Siempre se ha celebrado la vida de alguna manera después de una muerte. En el mundo anglosajón dan de comer o sacan algo para picar a los amigos y familiares, y aquí el anís hizo estragos más de una vez en aquellos velatorios de antes, donde se contaban los más desvergonzados chistes picantes. Me resultan del todo ajenas, en cambio, esas fiestas de importación, esos disfraces truculentos de zombis y vampiros, esa alegría extemporánea de botellón. No les daría con las flores a esos muchachos como el personaje de Mann, pero creo que ni tan prematuramente conscientes de lo que hay como en mi infancia, ni haciendo tan burdamente como que aquí no pasa nada.

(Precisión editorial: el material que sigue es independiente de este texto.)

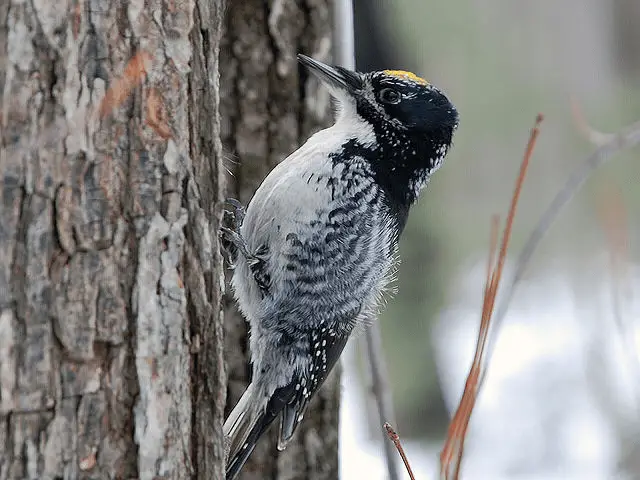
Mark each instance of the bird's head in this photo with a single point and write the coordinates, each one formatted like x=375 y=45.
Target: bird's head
x=413 y=120
x=401 y=99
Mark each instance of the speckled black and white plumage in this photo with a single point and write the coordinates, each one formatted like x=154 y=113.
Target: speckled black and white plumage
x=323 y=232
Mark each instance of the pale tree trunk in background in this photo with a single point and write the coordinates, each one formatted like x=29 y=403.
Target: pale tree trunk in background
x=110 y=327
x=269 y=106
x=626 y=35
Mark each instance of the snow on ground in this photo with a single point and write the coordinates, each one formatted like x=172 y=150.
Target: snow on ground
x=558 y=392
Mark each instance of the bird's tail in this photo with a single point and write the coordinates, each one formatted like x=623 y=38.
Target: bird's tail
x=242 y=429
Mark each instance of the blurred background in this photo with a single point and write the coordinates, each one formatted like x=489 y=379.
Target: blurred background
x=562 y=394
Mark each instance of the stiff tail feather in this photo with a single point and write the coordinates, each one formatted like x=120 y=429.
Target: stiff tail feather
x=242 y=429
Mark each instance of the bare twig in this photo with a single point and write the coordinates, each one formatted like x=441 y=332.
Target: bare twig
x=453 y=450
x=381 y=391
x=393 y=436
x=345 y=56
x=624 y=140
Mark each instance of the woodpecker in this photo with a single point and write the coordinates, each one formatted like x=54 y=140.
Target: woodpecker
x=317 y=244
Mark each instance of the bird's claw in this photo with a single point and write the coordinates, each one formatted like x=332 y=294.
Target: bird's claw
x=237 y=213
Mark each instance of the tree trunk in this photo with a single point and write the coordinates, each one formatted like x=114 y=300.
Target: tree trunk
x=111 y=333
x=110 y=328
x=269 y=107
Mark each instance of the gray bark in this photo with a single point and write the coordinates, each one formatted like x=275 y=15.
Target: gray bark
x=269 y=106
x=111 y=333
x=110 y=326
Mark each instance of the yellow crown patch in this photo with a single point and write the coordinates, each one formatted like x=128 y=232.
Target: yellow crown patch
x=407 y=76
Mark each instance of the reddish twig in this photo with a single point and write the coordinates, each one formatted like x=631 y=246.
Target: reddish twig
x=393 y=436
x=453 y=450
x=626 y=139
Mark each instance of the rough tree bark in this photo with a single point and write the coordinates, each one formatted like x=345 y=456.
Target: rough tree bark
x=110 y=276
x=269 y=106
x=111 y=333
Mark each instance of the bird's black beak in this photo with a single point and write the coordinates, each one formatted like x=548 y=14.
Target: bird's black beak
x=335 y=77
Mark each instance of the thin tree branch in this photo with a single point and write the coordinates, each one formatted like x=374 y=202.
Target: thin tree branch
x=628 y=138
x=381 y=391
x=453 y=449
x=395 y=438
x=345 y=56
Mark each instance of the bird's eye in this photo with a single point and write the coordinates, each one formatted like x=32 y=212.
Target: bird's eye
x=389 y=95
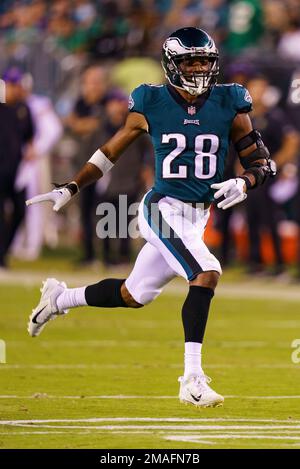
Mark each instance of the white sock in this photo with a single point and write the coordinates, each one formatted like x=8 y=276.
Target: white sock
x=70 y=298
x=192 y=359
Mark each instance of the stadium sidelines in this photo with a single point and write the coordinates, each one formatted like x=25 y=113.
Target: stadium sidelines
x=209 y=431
x=121 y=396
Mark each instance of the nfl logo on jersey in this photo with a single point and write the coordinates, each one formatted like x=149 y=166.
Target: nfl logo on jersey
x=191 y=110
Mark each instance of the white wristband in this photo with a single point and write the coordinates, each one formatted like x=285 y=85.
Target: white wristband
x=101 y=161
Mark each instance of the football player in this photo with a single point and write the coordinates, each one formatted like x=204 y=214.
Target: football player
x=191 y=120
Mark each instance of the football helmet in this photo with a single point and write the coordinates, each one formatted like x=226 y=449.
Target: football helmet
x=190 y=60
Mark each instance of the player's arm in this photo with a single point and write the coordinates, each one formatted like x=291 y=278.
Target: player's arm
x=254 y=158
x=101 y=162
x=253 y=154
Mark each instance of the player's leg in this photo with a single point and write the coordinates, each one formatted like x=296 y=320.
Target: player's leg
x=194 y=384
x=176 y=230
x=149 y=275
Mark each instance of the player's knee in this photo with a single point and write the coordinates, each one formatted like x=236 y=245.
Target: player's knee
x=128 y=298
x=206 y=279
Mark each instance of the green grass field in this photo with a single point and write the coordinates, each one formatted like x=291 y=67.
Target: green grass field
x=108 y=378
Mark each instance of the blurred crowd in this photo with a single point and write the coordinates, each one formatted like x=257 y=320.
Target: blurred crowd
x=68 y=68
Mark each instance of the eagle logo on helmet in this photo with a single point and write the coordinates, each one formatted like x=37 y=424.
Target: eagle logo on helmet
x=184 y=44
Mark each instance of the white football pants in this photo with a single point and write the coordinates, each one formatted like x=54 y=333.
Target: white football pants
x=174 y=233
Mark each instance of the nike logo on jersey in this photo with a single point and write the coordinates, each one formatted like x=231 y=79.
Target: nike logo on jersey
x=191 y=121
x=35 y=317
x=197 y=399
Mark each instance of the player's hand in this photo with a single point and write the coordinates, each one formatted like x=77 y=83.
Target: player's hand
x=233 y=191
x=59 y=197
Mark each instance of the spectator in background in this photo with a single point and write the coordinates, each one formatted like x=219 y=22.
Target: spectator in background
x=245 y=27
x=85 y=123
x=16 y=134
x=139 y=157
x=282 y=140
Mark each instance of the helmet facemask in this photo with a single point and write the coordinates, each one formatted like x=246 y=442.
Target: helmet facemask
x=190 y=60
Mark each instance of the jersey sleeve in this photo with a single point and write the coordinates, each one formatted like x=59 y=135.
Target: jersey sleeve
x=136 y=101
x=242 y=99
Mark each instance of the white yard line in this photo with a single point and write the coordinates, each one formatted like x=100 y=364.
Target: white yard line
x=154 y=419
x=245 y=289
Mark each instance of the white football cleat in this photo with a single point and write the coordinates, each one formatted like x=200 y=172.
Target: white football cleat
x=46 y=310
x=195 y=390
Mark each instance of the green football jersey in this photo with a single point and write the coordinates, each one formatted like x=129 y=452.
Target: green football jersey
x=190 y=140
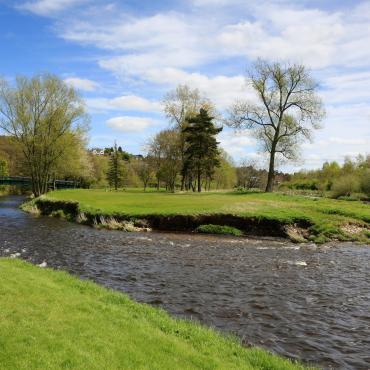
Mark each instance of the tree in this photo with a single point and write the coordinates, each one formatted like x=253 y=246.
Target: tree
x=115 y=170
x=288 y=110
x=165 y=151
x=201 y=154
x=38 y=113
x=179 y=105
x=144 y=169
x=3 y=167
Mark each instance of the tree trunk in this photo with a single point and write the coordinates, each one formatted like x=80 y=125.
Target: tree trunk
x=271 y=173
x=199 y=181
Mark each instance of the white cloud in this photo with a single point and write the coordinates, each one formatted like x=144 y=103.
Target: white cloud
x=237 y=144
x=48 y=7
x=123 y=103
x=130 y=124
x=82 y=83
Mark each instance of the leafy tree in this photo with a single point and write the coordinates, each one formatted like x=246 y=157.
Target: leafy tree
x=39 y=113
x=115 y=170
x=145 y=171
x=288 y=111
x=3 y=167
x=201 y=154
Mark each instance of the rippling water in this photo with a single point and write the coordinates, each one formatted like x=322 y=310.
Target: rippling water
x=306 y=302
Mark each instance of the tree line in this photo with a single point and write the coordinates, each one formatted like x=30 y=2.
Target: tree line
x=47 y=124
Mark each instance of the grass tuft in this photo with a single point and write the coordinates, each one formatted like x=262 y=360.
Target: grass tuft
x=218 y=229
x=51 y=320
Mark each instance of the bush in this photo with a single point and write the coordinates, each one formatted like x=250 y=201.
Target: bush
x=218 y=229
x=345 y=186
x=365 y=182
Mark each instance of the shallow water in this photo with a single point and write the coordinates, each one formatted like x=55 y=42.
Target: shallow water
x=305 y=302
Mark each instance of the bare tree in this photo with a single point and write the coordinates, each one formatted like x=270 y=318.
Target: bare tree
x=288 y=110
x=39 y=113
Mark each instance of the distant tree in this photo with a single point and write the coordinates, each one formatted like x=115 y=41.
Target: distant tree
x=225 y=174
x=201 y=154
x=164 y=149
x=38 y=113
x=3 y=167
x=288 y=110
x=179 y=105
x=145 y=171
x=115 y=170
x=248 y=174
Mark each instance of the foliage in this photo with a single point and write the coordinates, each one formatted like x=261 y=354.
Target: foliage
x=39 y=113
x=179 y=105
x=218 y=229
x=3 y=167
x=115 y=170
x=348 y=180
x=165 y=153
x=287 y=112
x=56 y=321
x=345 y=186
x=201 y=156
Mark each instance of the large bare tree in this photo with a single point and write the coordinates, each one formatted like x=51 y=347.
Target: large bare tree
x=40 y=113
x=287 y=112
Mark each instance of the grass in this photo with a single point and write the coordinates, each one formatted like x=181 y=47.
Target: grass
x=327 y=216
x=51 y=320
x=218 y=229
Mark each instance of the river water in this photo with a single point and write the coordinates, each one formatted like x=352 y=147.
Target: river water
x=305 y=302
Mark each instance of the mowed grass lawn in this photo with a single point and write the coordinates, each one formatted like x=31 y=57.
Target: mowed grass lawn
x=328 y=216
x=51 y=320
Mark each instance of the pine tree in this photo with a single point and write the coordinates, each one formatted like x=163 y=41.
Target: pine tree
x=115 y=173
x=202 y=154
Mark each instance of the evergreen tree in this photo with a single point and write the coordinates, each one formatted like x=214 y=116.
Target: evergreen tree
x=201 y=154
x=115 y=173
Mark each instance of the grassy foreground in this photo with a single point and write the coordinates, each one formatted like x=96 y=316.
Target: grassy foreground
x=51 y=320
x=329 y=218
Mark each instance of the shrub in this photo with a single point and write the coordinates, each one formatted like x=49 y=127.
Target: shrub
x=218 y=229
x=365 y=182
x=345 y=186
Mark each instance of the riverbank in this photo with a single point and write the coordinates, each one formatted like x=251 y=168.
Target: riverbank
x=298 y=218
x=51 y=320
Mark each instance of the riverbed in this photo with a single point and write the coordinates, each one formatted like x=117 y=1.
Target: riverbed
x=305 y=302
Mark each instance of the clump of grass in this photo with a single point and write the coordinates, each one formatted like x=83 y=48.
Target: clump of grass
x=218 y=229
x=30 y=207
x=53 y=320
x=111 y=223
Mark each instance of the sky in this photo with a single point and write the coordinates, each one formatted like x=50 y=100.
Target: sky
x=124 y=55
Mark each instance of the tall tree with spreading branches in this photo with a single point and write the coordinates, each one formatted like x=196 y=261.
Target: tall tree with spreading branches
x=115 y=170
x=40 y=113
x=287 y=112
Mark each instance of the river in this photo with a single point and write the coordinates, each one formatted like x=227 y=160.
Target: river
x=305 y=302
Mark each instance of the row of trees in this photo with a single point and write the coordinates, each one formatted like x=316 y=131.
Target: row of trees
x=350 y=179
x=47 y=122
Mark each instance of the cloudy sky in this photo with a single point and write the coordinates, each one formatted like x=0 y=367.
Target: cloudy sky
x=124 y=55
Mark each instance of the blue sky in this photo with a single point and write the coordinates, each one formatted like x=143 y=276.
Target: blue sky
x=125 y=55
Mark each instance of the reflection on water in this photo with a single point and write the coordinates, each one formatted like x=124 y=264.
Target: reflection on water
x=305 y=302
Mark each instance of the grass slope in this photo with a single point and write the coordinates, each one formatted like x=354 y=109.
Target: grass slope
x=51 y=320
x=326 y=215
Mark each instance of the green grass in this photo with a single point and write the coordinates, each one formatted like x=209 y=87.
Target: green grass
x=326 y=215
x=218 y=229
x=51 y=320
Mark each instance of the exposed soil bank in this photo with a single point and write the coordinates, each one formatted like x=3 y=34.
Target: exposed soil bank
x=256 y=226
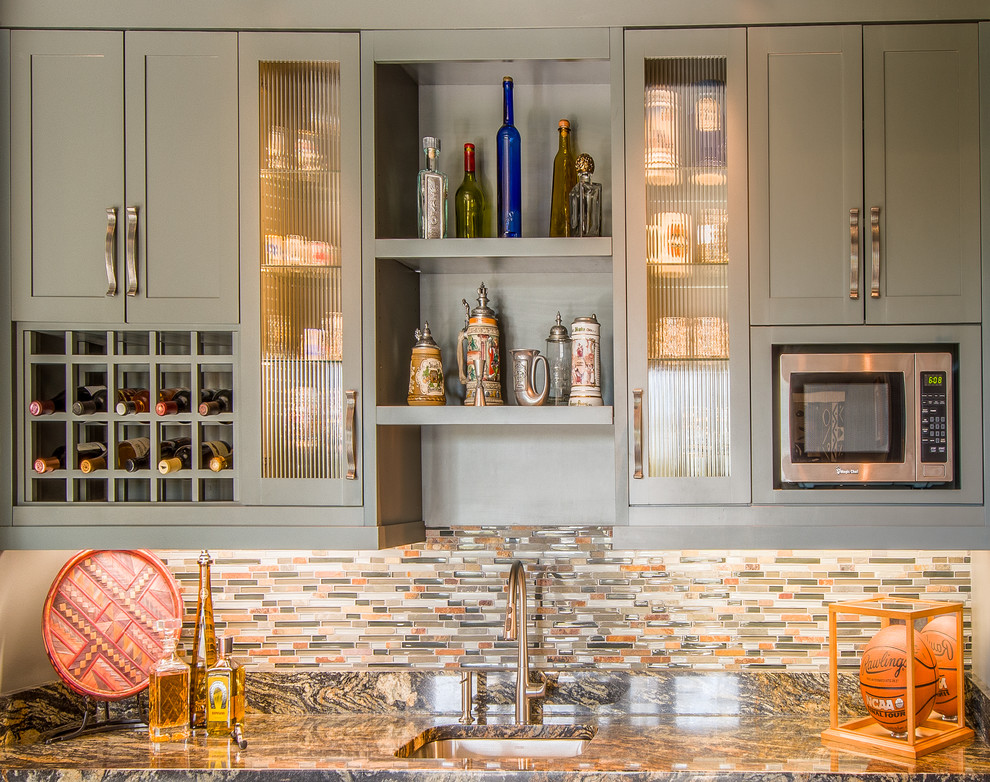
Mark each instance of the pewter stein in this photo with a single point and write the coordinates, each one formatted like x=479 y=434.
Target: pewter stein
x=426 y=371
x=586 y=367
x=481 y=322
x=524 y=363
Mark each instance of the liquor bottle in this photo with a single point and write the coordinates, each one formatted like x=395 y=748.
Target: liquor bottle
x=132 y=400
x=215 y=401
x=564 y=179
x=224 y=692
x=89 y=400
x=469 y=201
x=204 y=649
x=586 y=200
x=182 y=458
x=51 y=463
x=166 y=448
x=172 y=401
x=92 y=456
x=509 y=163
x=432 y=205
x=48 y=406
x=168 y=689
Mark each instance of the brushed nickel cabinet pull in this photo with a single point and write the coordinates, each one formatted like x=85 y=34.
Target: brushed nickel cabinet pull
x=875 y=248
x=350 y=441
x=854 y=253
x=110 y=254
x=637 y=433
x=131 y=251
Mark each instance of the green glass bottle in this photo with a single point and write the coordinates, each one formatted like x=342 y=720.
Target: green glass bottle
x=564 y=179
x=469 y=201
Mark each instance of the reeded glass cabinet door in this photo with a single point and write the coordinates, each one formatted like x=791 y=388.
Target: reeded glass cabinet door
x=687 y=309
x=300 y=266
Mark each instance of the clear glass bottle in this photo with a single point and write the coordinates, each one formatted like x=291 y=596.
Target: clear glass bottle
x=559 y=364
x=432 y=209
x=224 y=692
x=469 y=201
x=564 y=179
x=168 y=688
x=586 y=200
x=509 y=147
x=204 y=649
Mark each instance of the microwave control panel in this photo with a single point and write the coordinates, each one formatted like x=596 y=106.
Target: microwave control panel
x=934 y=417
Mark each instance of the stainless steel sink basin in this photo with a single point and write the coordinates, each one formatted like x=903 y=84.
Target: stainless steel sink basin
x=494 y=742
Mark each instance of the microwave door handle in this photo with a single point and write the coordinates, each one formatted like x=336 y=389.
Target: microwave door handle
x=875 y=248
x=854 y=253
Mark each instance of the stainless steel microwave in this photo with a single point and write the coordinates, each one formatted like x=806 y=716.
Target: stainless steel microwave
x=866 y=418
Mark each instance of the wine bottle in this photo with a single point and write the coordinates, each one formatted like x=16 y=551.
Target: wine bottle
x=469 y=201
x=204 y=648
x=432 y=204
x=92 y=456
x=48 y=406
x=51 y=463
x=89 y=400
x=182 y=458
x=172 y=401
x=215 y=401
x=564 y=179
x=509 y=164
x=133 y=400
x=166 y=448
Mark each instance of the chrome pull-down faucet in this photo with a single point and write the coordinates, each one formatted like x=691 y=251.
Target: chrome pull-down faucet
x=515 y=630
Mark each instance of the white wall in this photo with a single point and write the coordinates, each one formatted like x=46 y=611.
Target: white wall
x=25 y=577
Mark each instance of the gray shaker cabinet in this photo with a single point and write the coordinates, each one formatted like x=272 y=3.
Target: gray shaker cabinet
x=124 y=179
x=864 y=176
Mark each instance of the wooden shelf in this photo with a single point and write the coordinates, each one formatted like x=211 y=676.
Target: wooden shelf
x=460 y=415
x=536 y=255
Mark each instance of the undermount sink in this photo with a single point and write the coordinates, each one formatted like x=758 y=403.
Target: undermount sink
x=494 y=742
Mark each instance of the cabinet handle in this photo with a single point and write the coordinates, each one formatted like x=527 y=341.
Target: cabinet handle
x=131 y=251
x=350 y=441
x=110 y=254
x=637 y=433
x=875 y=248
x=854 y=253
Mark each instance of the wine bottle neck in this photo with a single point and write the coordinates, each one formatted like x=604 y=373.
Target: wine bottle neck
x=507 y=118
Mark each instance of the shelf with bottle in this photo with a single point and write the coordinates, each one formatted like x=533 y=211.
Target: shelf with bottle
x=454 y=91
x=113 y=437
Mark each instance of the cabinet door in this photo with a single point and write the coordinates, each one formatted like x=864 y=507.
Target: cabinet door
x=67 y=109
x=806 y=164
x=301 y=283
x=922 y=139
x=182 y=177
x=687 y=271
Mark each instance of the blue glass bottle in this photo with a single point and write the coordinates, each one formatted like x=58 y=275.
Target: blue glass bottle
x=509 y=146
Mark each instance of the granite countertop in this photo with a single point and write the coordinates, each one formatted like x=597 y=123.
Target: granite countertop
x=348 y=746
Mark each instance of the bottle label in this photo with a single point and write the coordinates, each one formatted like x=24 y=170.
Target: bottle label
x=218 y=706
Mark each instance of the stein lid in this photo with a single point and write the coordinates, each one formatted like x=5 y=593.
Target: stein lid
x=558 y=333
x=424 y=338
x=482 y=310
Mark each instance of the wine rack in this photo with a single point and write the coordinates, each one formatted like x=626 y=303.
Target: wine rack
x=60 y=361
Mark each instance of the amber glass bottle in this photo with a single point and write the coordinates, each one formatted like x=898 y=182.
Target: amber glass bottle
x=204 y=649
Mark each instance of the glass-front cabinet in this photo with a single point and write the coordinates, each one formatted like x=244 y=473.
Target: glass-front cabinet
x=687 y=266
x=300 y=251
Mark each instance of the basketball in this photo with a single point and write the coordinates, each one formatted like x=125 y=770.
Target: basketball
x=940 y=635
x=883 y=678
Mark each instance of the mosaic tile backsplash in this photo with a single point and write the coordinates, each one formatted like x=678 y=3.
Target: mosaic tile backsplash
x=441 y=603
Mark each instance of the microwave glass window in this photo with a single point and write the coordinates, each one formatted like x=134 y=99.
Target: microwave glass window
x=841 y=419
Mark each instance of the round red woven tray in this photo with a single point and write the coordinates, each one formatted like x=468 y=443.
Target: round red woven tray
x=99 y=620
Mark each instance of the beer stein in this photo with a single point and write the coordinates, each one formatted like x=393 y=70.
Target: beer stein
x=426 y=371
x=481 y=322
x=586 y=367
x=524 y=363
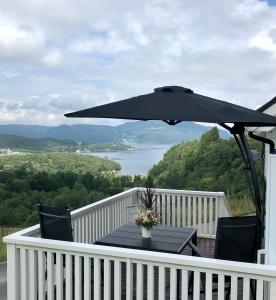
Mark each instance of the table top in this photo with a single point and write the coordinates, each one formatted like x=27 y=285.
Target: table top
x=168 y=239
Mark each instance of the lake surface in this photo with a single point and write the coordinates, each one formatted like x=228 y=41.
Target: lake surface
x=138 y=161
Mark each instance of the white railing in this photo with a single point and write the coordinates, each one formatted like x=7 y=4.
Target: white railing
x=192 y=209
x=65 y=270
x=81 y=270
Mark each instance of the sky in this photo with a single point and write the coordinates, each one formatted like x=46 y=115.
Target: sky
x=60 y=56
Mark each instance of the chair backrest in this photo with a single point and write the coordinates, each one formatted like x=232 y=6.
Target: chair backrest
x=236 y=239
x=55 y=223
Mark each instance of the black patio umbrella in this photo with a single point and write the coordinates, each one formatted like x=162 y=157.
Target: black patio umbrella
x=174 y=104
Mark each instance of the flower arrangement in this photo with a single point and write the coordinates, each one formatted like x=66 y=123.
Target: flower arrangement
x=146 y=218
x=147 y=198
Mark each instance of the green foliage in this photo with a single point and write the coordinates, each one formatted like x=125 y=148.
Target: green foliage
x=23 y=143
x=210 y=164
x=57 y=162
x=21 y=190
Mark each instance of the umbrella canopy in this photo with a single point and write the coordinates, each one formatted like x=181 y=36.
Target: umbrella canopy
x=174 y=104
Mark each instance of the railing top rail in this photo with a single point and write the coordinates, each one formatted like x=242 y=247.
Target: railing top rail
x=190 y=192
x=147 y=256
x=34 y=229
x=75 y=213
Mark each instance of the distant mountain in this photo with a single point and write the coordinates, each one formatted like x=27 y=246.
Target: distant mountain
x=138 y=132
x=36 y=144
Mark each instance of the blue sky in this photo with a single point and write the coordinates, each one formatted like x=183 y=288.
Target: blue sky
x=60 y=56
x=272 y=2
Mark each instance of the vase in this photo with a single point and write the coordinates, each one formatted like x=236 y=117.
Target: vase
x=146 y=232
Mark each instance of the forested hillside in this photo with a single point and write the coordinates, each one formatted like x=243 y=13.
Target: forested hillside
x=209 y=164
x=21 y=190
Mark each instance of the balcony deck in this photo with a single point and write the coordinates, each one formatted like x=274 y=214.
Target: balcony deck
x=81 y=270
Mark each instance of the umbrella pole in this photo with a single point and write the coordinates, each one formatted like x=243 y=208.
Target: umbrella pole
x=238 y=133
x=256 y=189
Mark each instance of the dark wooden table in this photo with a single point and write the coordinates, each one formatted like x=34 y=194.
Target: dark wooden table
x=168 y=239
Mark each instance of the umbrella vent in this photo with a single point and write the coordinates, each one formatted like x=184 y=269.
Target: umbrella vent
x=173 y=89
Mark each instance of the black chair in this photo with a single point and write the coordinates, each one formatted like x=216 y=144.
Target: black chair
x=235 y=241
x=55 y=223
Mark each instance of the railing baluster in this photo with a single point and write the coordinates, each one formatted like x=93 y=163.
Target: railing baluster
x=117 y=280
x=150 y=285
x=107 y=283
x=161 y=283
x=221 y=286
x=97 y=278
x=41 y=275
x=129 y=280
x=173 y=283
x=33 y=274
x=50 y=276
x=78 y=276
x=196 y=292
x=205 y=216
x=199 y=226
x=194 y=211
x=68 y=277
x=209 y=286
x=163 y=202
x=234 y=288
x=173 y=212
x=189 y=211
x=246 y=288
x=184 y=285
x=59 y=275
x=139 y=282
x=211 y=220
x=87 y=278
x=178 y=210
x=259 y=290
x=24 y=274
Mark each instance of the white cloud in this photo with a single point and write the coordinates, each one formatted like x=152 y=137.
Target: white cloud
x=18 y=41
x=77 y=54
x=53 y=59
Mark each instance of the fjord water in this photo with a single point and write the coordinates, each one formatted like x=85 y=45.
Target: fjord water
x=139 y=161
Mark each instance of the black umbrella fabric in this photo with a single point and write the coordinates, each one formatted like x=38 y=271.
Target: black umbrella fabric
x=174 y=104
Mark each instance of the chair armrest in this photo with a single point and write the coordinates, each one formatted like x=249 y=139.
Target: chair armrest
x=195 y=249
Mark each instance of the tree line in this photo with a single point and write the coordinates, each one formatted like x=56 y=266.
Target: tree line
x=21 y=190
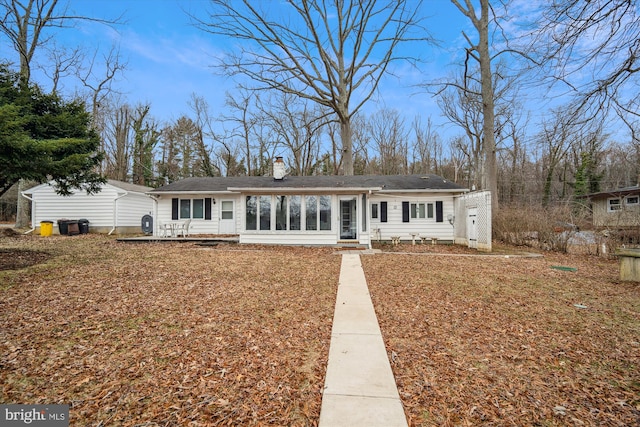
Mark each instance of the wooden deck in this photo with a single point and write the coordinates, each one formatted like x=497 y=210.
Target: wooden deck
x=189 y=239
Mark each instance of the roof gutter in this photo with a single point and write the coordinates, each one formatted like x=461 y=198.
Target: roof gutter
x=169 y=193
x=304 y=189
x=425 y=190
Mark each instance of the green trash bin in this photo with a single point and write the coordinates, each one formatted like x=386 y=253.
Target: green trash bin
x=72 y=228
x=83 y=226
x=46 y=228
x=63 y=226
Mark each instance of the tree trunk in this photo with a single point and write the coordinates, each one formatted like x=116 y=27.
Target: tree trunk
x=347 y=147
x=490 y=164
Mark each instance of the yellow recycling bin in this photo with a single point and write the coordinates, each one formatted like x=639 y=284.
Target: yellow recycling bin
x=46 y=228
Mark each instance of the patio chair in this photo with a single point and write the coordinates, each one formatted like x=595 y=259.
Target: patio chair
x=165 y=229
x=184 y=229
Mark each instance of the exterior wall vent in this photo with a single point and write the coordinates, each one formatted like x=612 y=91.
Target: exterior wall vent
x=279 y=169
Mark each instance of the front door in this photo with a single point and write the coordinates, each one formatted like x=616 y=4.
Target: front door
x=348 y=219
x=472 y=228
x=227 y=217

Escribió el día de los santos Pablo Martínez Zarracina, dejando a un lado por un momento su proverbial ironía, que deberíamos ponernos de una vez con la muerte. No recuerdo en qué película le preguntaban a Woody Allen cuál sería su último deseo antes de morir, y respondía que estar en ese momento en otro lado. En mi lista de deseos, estos son los más importantes: que me apliquen paliativos en las más altas dosis y, si eso es todavía posible, que me engañen un poco, como se hacía antes. Sabré guardar el acuerdo de verosimilitud con el narrador, suspenderé la incredulidad sin pestañear, me tragaré la bola más gorda. Y para lo que se hará después, ya están dadas las instrucciones a quien corresponde. Si hay lugar para la música, 'Las hojas muertas', el poema de Jacques Prévert en la versión de Yves Montand.